エルミタ的速攻撮って出しレビュー Vol.391
2015.01.28 更新
文:GDM編集部 池西 樹
続いて実際のゲームシーンを考慮した3Dベンチマークとして、MMO RPG「ドラゴンクエストX 目覚めし五つの種族 オンライン」のスコアを確認していこう。テスト条件はグラフィック設定を“低品質”、解像度は1,280×720ドットと1,920×1,080ドットの2種類を選択して計測を行っている。
ドラゴンクエストX 目覚めし五つの種族 オンライン |
画質設定を最低にした状態でも、1,920×1,080ドットでは“重い”、1,280×720ドットでも“やや重い”止まりで、3Dゲームはやや荷が重い印象。拡張スロットもPCI-Express2.0(x1)しかない「Q2900-ITX」では、グラフィックスカードの増設も現実的ではなく、2D描画メインのライトゲームや、ブラウザゲームまでに留めておいたほうがいいだろう。
ベンチマークのラストは消費電力の測定で締めくくろう。高負荷時は「OCCT 4.4.1」を30分間実行中の最大値、アイドル時は起動直後10分間放置した際の最小値を採用している。
消費電力(W) |
デスクトップ向けCPUでは最も消費電力の低いG1820Tとの比較でも、アイドル時で6.9W、高負荷時で16Wの差がついており、Q2900の省電力性能は圧倒的。また今回は手持ち機材の関係で、500WのBRONZE認証電源を使用しているが、より高効率・低容量な電源や、ACアダプタを組み合わせれば、さらに消費電力を削減することができるだろう。

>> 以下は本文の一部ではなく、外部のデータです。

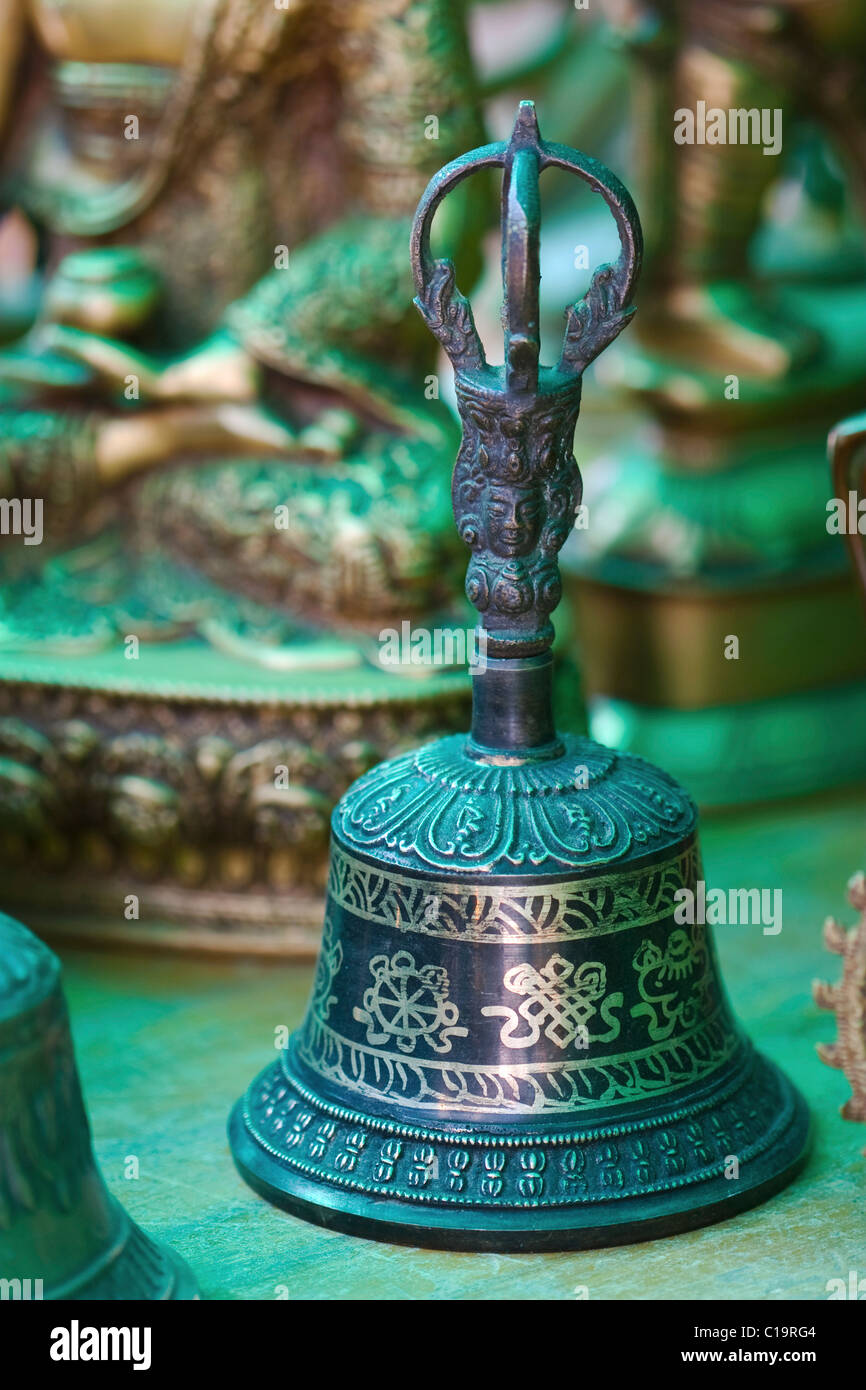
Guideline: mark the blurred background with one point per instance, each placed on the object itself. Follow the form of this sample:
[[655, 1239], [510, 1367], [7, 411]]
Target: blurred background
[[225, 442]]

これまで“非力”という印象の強かった省電力SoCだが、今回の検証結果を見る限りPentium J2900については、その印象を改める必要がありそうだ。GPUコアについてはまだ差があるものの、CPUコアについてはデスクトップ向けローエンドとほぼ同等。メモリ帯域幅もデュアルチャネル化により大きく向上しており、オフィスアプリケーションやWebブラウジングなどの作業であれば、ストレスを感じることはほとんどないだろう。
Bay Trail-Dの拡張性やメモリ制限などを解消した「Q2900-ITX」。完成度の高いMini-ITXマザーボードに仕上げられている |
そして今回の主役である「Q2900-ITX」に目を向けると、大型のパッシブヒートシンクと高品質コンポーネントを組み合わせることで、ファンレスながら高負荷時でも安定した動作を実現。さらに拡張性の低さやメモリ制限など、Bay Trail-Dのウィークポイントも追加チップや独自UEFIでうまく解消され、やや高価な価格設定も納得の出来栄え。「Q2900-ITX」を使えば、これまでのように用途を限定することなく、幅広い活用ができる静音PCを無理なく構築することができるだろう。